While Walt Disney’s rich creative legacy remains largely uncontested, his personal life has long been dogged by controversy. In particular, the Disney Pictures impresario is rumored to have been a virulent anti-Semite, who welcomed Leni Riefenstahl to his studios in 1938 and who propagated anti-Semitic stereotypes in his work.
However, at a TCA panel on Sunday about PBS’ four-hour Walt Disney “American Experience” documentary, a group of panelists systematically rebutted these claims. Producer and director Sarah Colt explained that while her previous film about Henry Ford paid much attention to the man's anti-Semitic views, she couldn’t find any evidence that Disney held similar attitudes. “It’s not based on any truth,” she said “so we saw no reason to bring it up in the film.”
Long-time Disney composer Richard Sherman added that it was "absolutely preposterous to call him anti-Semitic,” and said that Disney treated him and his brother Robert — who were the children of Jewish immigrants -- like sons.
“There are many charges against Walt Disney, and if you answered every one of them, you’d have a four-hour film that was nothing but rebutting charges,” said Neal Gabler, author of "Walt Disney: The Triumph of the American Imagination" and "An Empire of Their Own: How the Jews Invented Hollywood." “I saw no evidence [in my research], other than casual anti-Semitism that virtually every gentile at that time would have, that Walt Disney was an anti-Semite,” he continued, saying that the allegations may have been concocted by Disney’s political enemies.

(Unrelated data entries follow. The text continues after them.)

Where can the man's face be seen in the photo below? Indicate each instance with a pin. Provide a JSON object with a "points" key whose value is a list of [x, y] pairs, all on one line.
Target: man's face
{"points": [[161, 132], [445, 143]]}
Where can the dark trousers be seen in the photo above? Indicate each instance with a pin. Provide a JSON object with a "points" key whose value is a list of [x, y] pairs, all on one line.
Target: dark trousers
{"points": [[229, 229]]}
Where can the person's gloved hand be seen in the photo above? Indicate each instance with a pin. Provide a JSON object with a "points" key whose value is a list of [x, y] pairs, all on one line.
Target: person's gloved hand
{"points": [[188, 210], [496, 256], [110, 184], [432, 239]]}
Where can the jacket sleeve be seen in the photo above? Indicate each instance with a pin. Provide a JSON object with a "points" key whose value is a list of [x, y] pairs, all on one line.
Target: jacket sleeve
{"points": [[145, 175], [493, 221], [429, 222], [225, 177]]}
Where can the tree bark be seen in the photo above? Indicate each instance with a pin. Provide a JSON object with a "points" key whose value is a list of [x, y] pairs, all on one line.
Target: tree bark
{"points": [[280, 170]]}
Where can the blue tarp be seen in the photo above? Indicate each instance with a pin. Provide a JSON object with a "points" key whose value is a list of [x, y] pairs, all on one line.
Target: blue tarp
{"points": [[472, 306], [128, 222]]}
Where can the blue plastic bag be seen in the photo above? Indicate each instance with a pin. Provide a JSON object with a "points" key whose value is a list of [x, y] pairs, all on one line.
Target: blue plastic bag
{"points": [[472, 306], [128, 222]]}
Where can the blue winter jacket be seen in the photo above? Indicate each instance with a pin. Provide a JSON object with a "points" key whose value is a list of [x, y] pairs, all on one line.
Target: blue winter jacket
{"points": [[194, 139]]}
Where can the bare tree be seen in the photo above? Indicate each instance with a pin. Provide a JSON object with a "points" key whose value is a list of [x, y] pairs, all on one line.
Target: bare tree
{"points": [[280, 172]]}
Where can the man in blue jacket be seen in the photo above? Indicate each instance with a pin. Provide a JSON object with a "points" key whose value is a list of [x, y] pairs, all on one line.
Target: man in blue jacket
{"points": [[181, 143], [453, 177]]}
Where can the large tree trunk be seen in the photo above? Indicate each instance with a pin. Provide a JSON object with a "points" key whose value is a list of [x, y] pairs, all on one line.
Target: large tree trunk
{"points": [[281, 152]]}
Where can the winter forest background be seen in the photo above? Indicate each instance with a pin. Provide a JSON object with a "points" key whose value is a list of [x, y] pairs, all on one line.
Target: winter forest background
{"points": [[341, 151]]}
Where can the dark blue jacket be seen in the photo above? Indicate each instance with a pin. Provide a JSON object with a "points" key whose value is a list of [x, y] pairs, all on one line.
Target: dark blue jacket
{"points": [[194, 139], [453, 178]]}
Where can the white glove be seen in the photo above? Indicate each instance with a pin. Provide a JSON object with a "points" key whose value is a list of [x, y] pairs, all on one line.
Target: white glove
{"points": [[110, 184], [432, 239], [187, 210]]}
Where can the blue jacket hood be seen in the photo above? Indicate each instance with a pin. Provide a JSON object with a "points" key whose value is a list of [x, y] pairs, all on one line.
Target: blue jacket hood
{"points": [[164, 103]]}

Still, Gabler acknowledges that Disney was an imposing and frightening figure who kept himself shrouded in an aura of mystery.
“The Walt Disney studio operated like a cult and Walt was the head of the cult,” added Gabler. “Everybody at Disney was terrified of him. He was worshipped at the studio for a certain period of time.”
“People think they know him but in reality they don’t know him,” Colt added. “He was a human being with many layers of complexity.”